1 mai 2018

Il y a 100 ans : Pour manger


Les journaux de la Réunion sont unanimes sur ce point : les docks de la Colonie voisine regorgent de sucre, de tapioca, de rhum, de vanille, d’essences, de géranium et d’ylang-ylang.
Mais le riz est rationné à 400 grammes ; le pain est un article de luxe ; le maïs vaut 0 fr. 60 la livre et il est réservé aux chevaux de prix ; le bœuf – quand un navire en apporte quelques têtes de Madagascar – se débite à 1 fr. 40 la livre ; le poisson, à 1 fr. 80 ; la volaille et le porc ont disparu.
C’est la famine.
Et pourtant, il existe encore quelques Créoles – actuellement fort avancés en âge – qui disent que jadis leur pays exportait moins de sucre et de vanille, mais qu’il produisait beaucoup plus de viandes, de grains, de légumes, le tout sain, abondant, à prix abordables. Une locution s’était établie pour exprimer le fait – très commun – de l’ancienne longévité des Réunionnais ; on disait : Un créole du bon vieux bois !
Tout cela a disparu devant l’ambition féroce, d’ailleurs illusoire, de l’exportation à tout prix.

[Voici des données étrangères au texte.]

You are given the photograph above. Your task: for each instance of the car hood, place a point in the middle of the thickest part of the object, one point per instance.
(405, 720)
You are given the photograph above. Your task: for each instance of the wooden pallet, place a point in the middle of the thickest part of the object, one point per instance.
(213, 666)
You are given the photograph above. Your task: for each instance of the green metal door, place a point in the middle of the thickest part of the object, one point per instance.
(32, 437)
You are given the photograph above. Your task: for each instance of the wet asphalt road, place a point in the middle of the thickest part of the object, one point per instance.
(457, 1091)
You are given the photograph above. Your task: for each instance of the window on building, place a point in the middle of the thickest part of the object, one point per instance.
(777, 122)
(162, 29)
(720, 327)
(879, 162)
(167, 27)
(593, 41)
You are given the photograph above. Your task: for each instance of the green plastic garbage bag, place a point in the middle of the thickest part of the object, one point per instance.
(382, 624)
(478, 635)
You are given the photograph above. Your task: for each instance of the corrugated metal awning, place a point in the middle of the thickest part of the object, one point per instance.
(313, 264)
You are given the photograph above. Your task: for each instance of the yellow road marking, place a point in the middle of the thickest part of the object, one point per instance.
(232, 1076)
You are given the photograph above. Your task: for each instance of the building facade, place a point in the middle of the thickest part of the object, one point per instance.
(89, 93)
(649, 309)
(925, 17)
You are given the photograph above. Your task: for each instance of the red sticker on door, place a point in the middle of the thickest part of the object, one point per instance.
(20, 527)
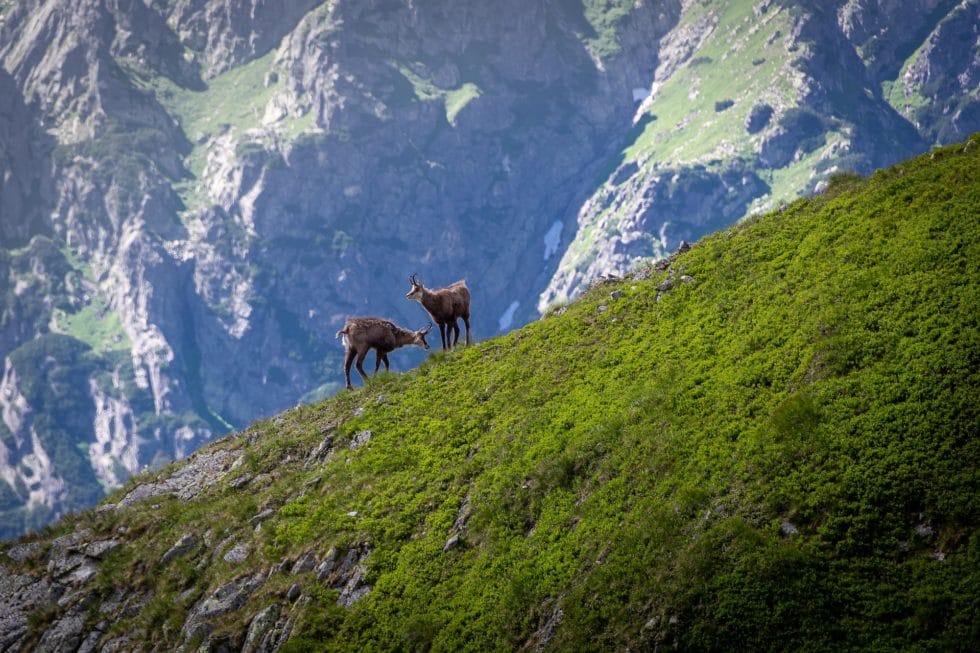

Mais ne nous hâtons pas de nous moquer de l’état de nos voisins ; considérons l’état lamentable de notre propre marché quotidien ; nous souffrons des mêmes privations, presque à la même intensité et par suite des mêmes causes.
Dans l’Est, tout le monde s’est rué sur la vanille, le café et, depuis quelques années, sur le graphite.
Tout cela est très bien ; mais il n’empêche que nous en sommes, nous aussi, à nous procurer difficilement ce qui se mange.
Il y a encore des Tamataviens qui se rappellent l’ancien Tamatave, avec ce qui est devenu la rue du Commerce occupé par un canal qui amenait, de diverses directions, des produits de toutes sortes ; alors, c’était le pays de l’abondance ; poisson, viandes, grains, tout ce qui se mangeait était en grande quantité et à vil prix.
Tout cela s’est transformé et a fait place à un embryon de ville moderne ; on a bien fait, c’est le progrès. Mais, ce qu’on a mal fait, c’est de n’avoir pas remplacé ce qui était. Les T. P. ont dépensé beaucoup dans la région ; mais il faut reconnaître que ça n’a guère été que dépenses somptuaires, sans coordination, sans but pratique. Peu à peu Tamatave s’est habitué à recevoir presque tout son sakafo… de la Réunion et, depuis le chemin de fer, de l’Émyrne.